Location
- Gillroyd Lane Linthwaite West Yorkshire, HD7 5SP England
- Coordinates: 53°37′26″N 1°50′48″W﻿ / ﻿53.6240°N 1.8466°W

Information
- Type: Comprehensive Academy
- Established: 11 January 1956
- Local authority: Kirklees
- Trust: The Great Heights Academy Trust
- Department for Education URN: 140660 Tables
- Ofsted: Reports
- Executive Principal: Steve Dixon
- Gender: Mixed
- Age: 11 to 16
- Website: https://www.thecvhs.co.uk/

= Colne Valley High School =

Colne Valley High School is a comprehensive coeducational secondary school in the village of Linthwaite, Huddersfield, West Yorkshire, England. It is named thus because it stands in the Colne Valley, one of several valleys that converge at the town of Huddersfield. It has approximately 1900 pupils, with forms from A to J. The school has years 7 to 11, and four main buildings: A block, B block, C block and D (music) block as well as the sports hall.
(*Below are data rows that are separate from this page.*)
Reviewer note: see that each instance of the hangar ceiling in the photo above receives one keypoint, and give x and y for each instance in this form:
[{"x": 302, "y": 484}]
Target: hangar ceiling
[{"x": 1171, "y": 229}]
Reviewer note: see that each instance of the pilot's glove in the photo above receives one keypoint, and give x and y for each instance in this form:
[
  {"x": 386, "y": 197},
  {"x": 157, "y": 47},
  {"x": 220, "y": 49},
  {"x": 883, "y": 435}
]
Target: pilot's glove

The school converted to academy status in September 2014 and is sponsored by The Mirfield Free Grammar.

==History==
Founded in January 1956, Colne valley high school was the first, purpose built comprehensive in the north of England at a cost of £350,000. Built on a 38-acre, greenfield site overlooking Linthwaite and the Colne Valley, the initial intake of 860 would, at its peak, encompass almost 1900 pupils, including a sixth form.
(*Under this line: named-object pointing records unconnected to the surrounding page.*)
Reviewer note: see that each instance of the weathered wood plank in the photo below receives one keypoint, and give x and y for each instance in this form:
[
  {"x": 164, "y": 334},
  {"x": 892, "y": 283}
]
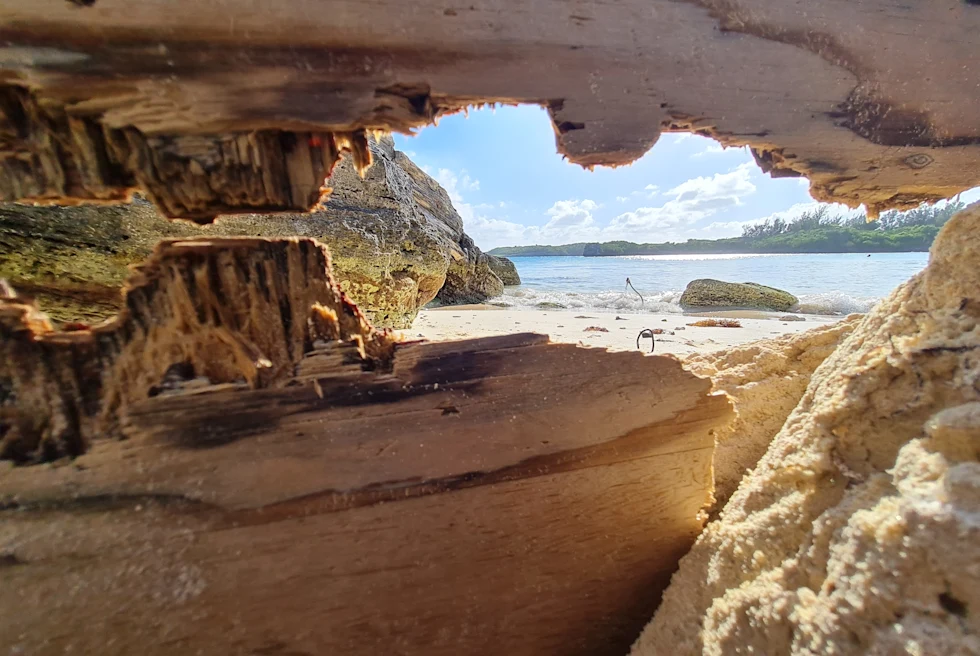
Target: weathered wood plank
[
  {"x": 543, "y": 514},
  {"x": 227, "y": 106},
  {"x": 258, "y": 471}
]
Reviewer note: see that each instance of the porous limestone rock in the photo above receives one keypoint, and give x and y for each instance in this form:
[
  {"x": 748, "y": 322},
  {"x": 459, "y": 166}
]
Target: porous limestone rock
[
  {"x": 706, "y": 293},
  {"x": 766, "y": 380},
  {"x": 393, "y": 234},
  {"x": 857, "y": 533},
  {"x": 505, "y": 270},
  {"x": 470, "y": 278}
]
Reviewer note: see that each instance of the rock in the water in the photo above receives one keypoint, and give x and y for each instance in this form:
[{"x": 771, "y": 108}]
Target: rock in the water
[
  {"x": 505, "y": 270},
  {"x": 393, "y": 235},
  {"x": 708, "y": 293},
  {"x": 857, "y": 532}
]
The school initially consisted of a four-storey ‘A’ Block, and library and workshop corridors (for woodwork and metalwork), with both leading to the 2 storey ‘B’ block containing the arts rooms and science labs.

A farm, a self contained flat (for domestic science) and large and small gymnasiums were also included, with the music blocks and the large theatre added in the second phase.
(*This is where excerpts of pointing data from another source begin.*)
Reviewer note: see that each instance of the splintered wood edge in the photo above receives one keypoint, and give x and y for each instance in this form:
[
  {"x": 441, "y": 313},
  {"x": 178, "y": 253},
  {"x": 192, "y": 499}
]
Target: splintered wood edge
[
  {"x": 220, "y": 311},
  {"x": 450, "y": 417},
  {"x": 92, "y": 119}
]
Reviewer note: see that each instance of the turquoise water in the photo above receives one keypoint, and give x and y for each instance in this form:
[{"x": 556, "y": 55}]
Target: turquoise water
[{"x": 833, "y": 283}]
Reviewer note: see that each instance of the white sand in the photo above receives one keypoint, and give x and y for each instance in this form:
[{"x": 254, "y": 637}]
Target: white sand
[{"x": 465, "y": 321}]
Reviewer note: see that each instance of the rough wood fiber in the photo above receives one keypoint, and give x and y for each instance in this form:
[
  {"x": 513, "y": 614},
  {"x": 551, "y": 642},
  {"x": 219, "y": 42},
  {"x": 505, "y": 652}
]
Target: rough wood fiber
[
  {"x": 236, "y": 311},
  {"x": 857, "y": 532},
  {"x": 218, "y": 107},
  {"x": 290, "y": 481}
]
The raising of the school leaving age in 1972 led to the creation of a ‘C’ Block to cater for the overflow.

The school's first headteacher, 36 year old Ernest Butcher, was handed the task of steering this relatively new system through choppy educational waters, to be followed by Tom Rolf (1966) Allan Newton (1977), Linda Wright (1997), Denise Tonkins (2005), Maggie Dunn (2013), Christian Wilcocks, (2014) James Christian (2017).

==Notable alumnus==
The English poet, playwright and novelist, and Poet Laureate Simon Armitage was a pupil.